1992 : retour fracassant au sommet des affaires. Augustin Poignet est élu Président du Sénat congolais. Devenu second personnage de l’Etat, je puis témoigner que ni cette élévation, ni les ors et les fastes de la République ne montèrent à la tête de celui qui sa vie durant, ne se départit jamais de sa simplicité toute militaire. Le jeune parent que je suis ne manquait jamais d’être immédiatement introduit dans son bureau, sans protocole aucun, dès que la fantaisie me prenait de le visiter.

 

Homme bon et à l’écoute de la détresse des autres, il m’aida de manière multiforme lors de la période pénible qui suivit le décès de ma pauvre mère début 1993. J’échangeais souvent avec lui sur la situation politique alors chaotique dans notre pays. J’étais la plupart du temps surpris par la justesse et la pertinence de ses analyses. Plus profondément, sa modération et sa pondération étaient les traits qui se dégageaient de son attitude et de ses propos.  

 

Début des années 2000. Le patriarche est fatigué et malade. Victime de problèmes cardiaques, il manquera de peu de trépasser.  Mais, il prendra sur lui, et puisera dans ses dernières forces pour tenter de concilier les inconciliables, lors de l’interminable guerre civile pudiquement appelée « bêtise humaine ». Prenant la tête d’un « Front patriotique »  prônant le dialogue entre le pouvoir et les opposants, il participera au fameux dialogue national de 2001. Je le fréquentais alors avec le même plaisir pour la sagesse de ses propos.

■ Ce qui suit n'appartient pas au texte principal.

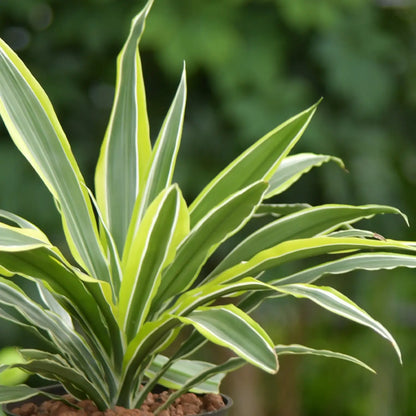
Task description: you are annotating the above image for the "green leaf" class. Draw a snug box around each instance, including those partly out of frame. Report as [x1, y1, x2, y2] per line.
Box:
[239, 252, 416, 310]
[149, 357, 240, 415]
[119, 185, 189, 341]
[276, 284, 402, 362]
[190, 103, 318, 227]
[95, 1, 152, 255]
[0, 242, 113, 360]
[265, 153, 344, 199]
[269, 253, 416, 285]
[15, 350, 110, 408]
[0, 384, 45, 403]
[155, 182, 267, 305]
[212, 237, 415, 283]
[124, 69, 186, 244]
[0, 40, 111, 282]
[274, 344, 375, 373]
[0, 347, 29, 386]
[0, 279, 108, 382]
[146, 355, 225, 393]
[177, 305, 278, 374]
[254, 203, 311, 218]
[210, 204, 401, 276]
[0, 223, 48, 253]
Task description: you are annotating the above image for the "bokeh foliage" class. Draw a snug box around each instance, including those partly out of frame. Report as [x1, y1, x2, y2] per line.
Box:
[0, 0, 416, 416]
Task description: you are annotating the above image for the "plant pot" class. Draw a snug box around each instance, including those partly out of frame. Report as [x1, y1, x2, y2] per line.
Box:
[0, 384, 233, 416]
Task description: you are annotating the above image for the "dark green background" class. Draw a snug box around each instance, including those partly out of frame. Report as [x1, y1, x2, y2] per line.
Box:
[0, 0, 416, 416]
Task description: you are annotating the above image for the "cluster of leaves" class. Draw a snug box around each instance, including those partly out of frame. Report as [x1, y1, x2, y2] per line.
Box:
[0, 1, 413, 416]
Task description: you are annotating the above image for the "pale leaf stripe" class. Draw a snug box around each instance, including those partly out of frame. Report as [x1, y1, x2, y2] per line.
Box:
[0, 40, 110, 281]
[190, 103, 318, 226]
[276, 284, 402, 362]
[274, 344, 375, 373]
[208, 204, 407, 279]
[265, 153, 344, 199]
[177, 305, 278, 374]
[95, 1, 153, 255]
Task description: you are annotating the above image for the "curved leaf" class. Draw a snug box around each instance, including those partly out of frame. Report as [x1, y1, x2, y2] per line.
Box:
[212, 237, 416, 283]
[155, 182, 267, 305]
[208, 204, 401, 278]
[265, 153, 344, 199]
[177, 305, 278, 374]
[119, 186, 189, 341]
[123, 68, 186, 242]
[190, 103, 319, 227]
[275, 284, 402, 362]
[0, 40, 111, 282]
[274, 344, 375, 373]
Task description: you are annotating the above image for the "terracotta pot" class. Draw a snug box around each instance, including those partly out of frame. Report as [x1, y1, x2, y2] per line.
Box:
[0, 384, 233, 416]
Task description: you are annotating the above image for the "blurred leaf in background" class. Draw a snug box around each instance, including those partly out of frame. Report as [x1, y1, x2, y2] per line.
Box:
[0, 0, 416, 416]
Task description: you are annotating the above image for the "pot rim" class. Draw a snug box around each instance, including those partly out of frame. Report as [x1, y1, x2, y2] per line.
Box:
[2, 384, 233, 416]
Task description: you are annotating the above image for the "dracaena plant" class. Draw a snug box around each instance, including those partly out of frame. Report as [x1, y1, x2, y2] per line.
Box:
[0, 1, 416, 409]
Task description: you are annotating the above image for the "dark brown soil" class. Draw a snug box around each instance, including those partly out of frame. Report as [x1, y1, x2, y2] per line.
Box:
[12, 391, 224, 416]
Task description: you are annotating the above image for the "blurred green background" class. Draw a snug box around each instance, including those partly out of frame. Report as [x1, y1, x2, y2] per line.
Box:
[0, 0, 416, 416]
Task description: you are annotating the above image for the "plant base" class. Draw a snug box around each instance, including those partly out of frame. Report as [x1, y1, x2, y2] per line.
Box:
[4, 386, 232, 416]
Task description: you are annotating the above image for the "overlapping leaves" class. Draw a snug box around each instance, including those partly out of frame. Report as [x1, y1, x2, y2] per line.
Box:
[0, 1, 416, 408]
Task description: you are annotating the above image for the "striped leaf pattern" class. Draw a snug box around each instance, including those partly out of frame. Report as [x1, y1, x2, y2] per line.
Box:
[0, 0, 416, 411]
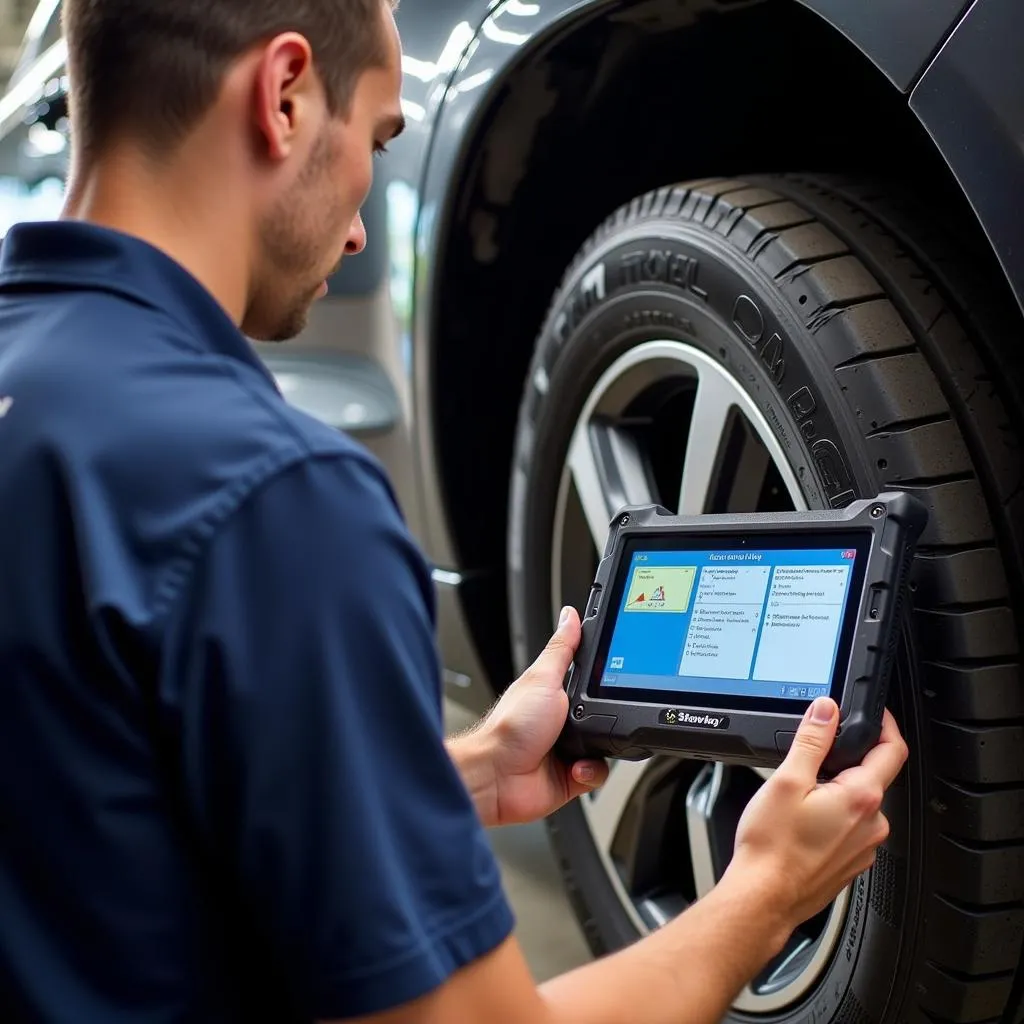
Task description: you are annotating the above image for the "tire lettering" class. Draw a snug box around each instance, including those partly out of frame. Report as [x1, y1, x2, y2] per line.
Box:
[553, 262, 606, 345]
[761, 334, 785, 385]
[811, 437, 856, 509]
[622, 249, 708, 299]
[732, 295, 765, 348]
[845, 876, 864, 963]
[623, 309, 696, 337]
[787, 384, 818, 440]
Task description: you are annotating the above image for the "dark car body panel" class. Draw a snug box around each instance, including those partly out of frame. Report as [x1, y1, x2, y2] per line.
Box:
[910, 0, 1024, 310]
[0, 0, 1024, 707]
[800, 0, 970, 92]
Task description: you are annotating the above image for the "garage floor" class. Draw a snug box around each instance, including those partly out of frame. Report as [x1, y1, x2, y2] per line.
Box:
[444, 701, 591, 982]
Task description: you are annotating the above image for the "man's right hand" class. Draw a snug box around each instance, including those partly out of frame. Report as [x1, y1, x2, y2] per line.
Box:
[723, 697, 907, 933]
[337, 699, 907, 1024]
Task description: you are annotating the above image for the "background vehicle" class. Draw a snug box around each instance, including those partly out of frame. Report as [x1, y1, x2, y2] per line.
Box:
[6, 0, 1024, 1024]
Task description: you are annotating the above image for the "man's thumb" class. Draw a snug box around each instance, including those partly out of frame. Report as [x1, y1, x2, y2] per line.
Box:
[785, 697, 839, 784]
[526, 608, 581, 686]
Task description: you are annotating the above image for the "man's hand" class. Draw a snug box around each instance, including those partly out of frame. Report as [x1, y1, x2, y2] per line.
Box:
[449, 608, 608, 825]
[723, 697, 907, 932]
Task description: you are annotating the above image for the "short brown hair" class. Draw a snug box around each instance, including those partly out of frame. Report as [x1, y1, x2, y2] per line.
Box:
[62, 0, 386, 154]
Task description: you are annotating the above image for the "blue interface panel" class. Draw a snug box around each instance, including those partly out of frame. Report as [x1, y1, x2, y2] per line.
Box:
[601, 549, 857, 700]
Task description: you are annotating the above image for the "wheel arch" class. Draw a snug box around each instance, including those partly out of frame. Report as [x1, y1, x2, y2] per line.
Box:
[417, 0, 1024, 696]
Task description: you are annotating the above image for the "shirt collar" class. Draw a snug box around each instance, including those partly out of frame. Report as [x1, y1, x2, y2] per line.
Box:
[0, 220, 278, 390]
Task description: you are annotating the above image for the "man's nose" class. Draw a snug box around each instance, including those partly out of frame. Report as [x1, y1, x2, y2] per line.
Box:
[345, 213, 367, 256]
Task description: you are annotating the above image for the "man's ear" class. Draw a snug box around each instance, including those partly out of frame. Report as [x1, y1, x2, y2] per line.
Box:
[253, 32, 317, 161]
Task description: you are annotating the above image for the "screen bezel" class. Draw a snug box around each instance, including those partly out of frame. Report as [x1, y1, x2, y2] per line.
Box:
[587, 528, 872, 715]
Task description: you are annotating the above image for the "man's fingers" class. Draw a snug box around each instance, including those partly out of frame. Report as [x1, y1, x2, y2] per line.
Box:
[524, 607, 581, 686]
[781, 697, 839, 790]
[861, 711, 907, 790]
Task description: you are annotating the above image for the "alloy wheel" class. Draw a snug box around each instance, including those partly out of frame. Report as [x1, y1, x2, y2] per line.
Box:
[551, 341, 849, 1014]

Nommé Ministre début 2008, j’appris alors, par sa fille Myriam, qu’il souhaitait vivement, malgré un état de santé chancelant, que je ne manque pas, lors d’un passage en France, de le visiter. Début juin 2008, je passais un coup de fil à Myriam, pour demander des nouvelles de l’état de santé du patriarche. Celles-ci n’étaient pas bonnes. Ma parente me fit alors comprendre à demi-mot que, n’eut été sa robuste constitution de militaire, nous aurions, depuis quelques semaines déjà, déploré sa perte.

 

Président Augustin Poignet : tu nous quittes au moment où la Lékoumou et le Congo avaient encore tant besoin de tes lumières. Toi le sage, le notable si attaché à ta bonne terre de Sibiti. Toi le Métis si plein des traditions de tes ancêtres africains ; toi l’homme d’ouverture et de tolérance, tu nous manqueras énormément. Nous restera le souvenir de tes saillies humoristiques en patois, toi qui maniais avec tant de dextérité la langue de tes ancêtres.

 

Adieu « Ngoubâl » (1). Que la terre de nos ancêtres, où nous souhaitons tous que tu sois enseveli, te sois légère.